Among the noteworthy people featured in the book is Malik, a former Black-Panther-turned-volunteer organizer, who founded a group called Common Ground Collective that recruited thousands of college students and brought them down to New Orleans to help rebuild communities. Common Ground also was instrumental in exposing questionable police shootings in the wake of Hurricane Katrina (featured in the Frontline special aired on PBS, “Law and Disorder”).
Brandon, Malik’s chief negotiator and aide de camp, is an athletic, white 28-year-old Texan who often waxes revolutionary by railing against the government, but who later turns coat and becomes a snitch for the FBI. Pastor Mel is a former addict who selflessly ministers, round the clock, to an ever-growing flock of ex-addicts and homeless in his Gentilly neighborhood. Mike is a white resident of St. Bernard Parish who used to fly a Confederate flag on his front lawn, but who transforms within the pages of the book into a sympathetic pillar of the community.
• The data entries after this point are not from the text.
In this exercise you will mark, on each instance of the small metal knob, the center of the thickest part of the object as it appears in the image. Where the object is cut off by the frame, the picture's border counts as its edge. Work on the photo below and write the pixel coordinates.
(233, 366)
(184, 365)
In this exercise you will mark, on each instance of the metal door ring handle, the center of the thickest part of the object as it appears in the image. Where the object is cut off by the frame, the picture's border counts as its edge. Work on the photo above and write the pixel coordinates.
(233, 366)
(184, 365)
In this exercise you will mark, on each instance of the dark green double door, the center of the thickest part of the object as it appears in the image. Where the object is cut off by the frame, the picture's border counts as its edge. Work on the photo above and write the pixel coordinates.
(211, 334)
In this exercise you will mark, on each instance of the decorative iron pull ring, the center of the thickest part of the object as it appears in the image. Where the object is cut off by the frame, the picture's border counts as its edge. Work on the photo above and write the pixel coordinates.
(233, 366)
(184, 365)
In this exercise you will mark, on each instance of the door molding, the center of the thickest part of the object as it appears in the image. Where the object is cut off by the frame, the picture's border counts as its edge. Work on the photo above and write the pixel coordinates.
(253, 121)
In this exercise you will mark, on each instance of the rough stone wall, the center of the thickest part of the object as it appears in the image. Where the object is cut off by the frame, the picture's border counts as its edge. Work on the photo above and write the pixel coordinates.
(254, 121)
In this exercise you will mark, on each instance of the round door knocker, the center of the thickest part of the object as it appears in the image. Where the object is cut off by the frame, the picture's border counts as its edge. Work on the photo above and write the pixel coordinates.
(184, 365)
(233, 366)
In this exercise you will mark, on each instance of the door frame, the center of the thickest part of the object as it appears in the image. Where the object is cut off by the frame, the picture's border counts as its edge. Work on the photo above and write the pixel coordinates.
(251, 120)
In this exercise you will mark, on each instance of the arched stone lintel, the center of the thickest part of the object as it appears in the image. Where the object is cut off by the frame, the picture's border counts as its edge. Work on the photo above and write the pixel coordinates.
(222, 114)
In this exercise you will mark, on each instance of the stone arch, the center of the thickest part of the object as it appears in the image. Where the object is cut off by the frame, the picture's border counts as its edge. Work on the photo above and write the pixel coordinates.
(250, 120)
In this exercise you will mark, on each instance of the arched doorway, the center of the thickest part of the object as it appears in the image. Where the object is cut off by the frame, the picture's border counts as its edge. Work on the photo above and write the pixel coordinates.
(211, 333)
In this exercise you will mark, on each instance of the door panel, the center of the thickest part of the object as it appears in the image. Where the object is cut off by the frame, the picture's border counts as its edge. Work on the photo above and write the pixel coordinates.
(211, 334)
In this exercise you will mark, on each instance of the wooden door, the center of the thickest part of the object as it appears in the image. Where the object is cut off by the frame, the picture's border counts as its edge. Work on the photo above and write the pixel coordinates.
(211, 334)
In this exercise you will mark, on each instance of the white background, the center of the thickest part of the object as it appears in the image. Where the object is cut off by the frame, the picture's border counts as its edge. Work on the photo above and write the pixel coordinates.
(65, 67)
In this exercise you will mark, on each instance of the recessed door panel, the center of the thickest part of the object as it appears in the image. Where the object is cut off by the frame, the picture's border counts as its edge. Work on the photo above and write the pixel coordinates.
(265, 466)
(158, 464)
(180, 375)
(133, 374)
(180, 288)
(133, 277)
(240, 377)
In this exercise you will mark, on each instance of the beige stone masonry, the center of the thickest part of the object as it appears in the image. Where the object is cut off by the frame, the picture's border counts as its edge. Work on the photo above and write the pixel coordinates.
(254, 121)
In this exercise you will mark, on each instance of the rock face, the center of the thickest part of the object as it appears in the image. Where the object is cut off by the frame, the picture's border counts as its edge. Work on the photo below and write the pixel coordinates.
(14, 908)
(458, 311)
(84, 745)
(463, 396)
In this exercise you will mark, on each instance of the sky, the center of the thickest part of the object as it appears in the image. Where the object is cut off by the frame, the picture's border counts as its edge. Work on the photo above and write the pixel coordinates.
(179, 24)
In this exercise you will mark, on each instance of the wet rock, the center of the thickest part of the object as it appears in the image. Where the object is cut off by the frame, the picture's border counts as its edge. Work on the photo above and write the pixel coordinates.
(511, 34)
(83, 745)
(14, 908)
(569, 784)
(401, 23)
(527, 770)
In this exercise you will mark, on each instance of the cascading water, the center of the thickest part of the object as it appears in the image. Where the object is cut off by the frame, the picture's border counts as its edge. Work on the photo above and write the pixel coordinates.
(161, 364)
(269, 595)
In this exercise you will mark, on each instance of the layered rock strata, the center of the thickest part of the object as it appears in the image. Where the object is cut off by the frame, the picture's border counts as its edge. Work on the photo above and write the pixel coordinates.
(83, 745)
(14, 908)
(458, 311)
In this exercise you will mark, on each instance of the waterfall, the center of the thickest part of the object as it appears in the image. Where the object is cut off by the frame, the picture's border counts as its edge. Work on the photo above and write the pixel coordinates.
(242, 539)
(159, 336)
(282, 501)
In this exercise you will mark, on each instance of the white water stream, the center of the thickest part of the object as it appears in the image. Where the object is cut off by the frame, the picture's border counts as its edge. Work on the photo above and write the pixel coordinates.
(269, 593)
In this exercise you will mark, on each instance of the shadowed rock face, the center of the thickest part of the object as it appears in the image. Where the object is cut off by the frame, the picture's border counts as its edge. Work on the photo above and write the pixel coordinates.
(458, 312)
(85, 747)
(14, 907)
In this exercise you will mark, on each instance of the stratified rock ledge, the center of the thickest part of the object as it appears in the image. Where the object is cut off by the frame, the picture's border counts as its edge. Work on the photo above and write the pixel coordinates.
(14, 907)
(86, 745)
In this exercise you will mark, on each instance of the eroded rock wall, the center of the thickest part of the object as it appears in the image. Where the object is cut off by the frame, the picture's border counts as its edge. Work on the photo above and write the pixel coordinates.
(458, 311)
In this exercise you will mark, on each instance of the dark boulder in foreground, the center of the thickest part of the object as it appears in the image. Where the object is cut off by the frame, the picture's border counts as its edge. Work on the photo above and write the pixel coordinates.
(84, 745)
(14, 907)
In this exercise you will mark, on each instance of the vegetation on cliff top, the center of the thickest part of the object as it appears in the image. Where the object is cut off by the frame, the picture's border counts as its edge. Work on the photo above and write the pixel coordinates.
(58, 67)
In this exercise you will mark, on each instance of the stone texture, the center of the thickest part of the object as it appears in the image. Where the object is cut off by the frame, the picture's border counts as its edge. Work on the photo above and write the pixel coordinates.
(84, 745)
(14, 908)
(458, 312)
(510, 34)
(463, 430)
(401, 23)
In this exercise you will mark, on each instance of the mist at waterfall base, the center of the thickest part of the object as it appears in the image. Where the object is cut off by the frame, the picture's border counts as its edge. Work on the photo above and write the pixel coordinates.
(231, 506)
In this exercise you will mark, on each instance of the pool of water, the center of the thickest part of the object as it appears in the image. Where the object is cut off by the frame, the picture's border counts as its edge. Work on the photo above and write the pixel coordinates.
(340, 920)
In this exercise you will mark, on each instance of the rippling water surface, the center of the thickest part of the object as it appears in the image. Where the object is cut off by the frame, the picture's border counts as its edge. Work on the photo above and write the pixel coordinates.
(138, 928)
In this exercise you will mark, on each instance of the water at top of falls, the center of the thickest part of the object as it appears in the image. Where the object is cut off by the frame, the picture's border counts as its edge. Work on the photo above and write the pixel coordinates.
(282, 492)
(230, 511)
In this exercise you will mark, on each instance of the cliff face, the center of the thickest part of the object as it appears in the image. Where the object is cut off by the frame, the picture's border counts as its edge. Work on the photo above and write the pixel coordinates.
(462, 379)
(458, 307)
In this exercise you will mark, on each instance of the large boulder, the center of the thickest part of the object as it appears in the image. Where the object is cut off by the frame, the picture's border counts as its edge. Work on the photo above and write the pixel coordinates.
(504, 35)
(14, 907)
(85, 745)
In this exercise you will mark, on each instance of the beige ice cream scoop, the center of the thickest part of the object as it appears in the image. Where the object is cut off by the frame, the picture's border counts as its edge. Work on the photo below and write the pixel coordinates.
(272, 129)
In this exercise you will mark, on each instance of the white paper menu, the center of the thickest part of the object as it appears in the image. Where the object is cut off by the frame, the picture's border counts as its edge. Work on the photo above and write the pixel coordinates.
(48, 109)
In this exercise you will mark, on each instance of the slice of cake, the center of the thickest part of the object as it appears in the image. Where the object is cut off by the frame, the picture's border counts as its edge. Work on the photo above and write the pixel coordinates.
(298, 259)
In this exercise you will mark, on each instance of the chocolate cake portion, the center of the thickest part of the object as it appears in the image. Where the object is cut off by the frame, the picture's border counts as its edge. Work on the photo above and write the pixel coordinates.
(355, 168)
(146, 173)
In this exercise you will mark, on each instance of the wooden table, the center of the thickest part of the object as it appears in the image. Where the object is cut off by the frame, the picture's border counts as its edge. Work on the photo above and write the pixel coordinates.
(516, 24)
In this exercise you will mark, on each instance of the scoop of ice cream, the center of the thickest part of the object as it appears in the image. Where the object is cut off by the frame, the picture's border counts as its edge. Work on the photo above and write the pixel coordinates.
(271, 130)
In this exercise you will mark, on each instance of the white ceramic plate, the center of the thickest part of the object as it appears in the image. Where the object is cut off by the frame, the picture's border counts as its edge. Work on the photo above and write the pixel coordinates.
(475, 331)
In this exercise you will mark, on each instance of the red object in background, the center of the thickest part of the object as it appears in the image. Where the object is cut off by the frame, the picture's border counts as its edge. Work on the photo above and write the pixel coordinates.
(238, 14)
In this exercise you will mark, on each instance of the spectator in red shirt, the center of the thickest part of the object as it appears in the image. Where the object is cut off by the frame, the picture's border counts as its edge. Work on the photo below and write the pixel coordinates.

And Carolyn (the central figure in the complementary documentary film that Wolff produced and that Academy Award-winner Jonathan Demme directed for PBS’ POV, "I’m Carol Parker: The Good, the Mad, and the Beautiful," coming September 20, 2012), who overcomes endless obstacles – from losing her insurance money to an unscrupulous contractor to living in a toxic FEMA trailer for five years to almost dying during surgery to repair both knees – before finally getting her home and family back into working order. These people, authentic and guileless and heroic all, mince no words in expressing their thoughts and feelings from start (January 2006) to finish (October 2011).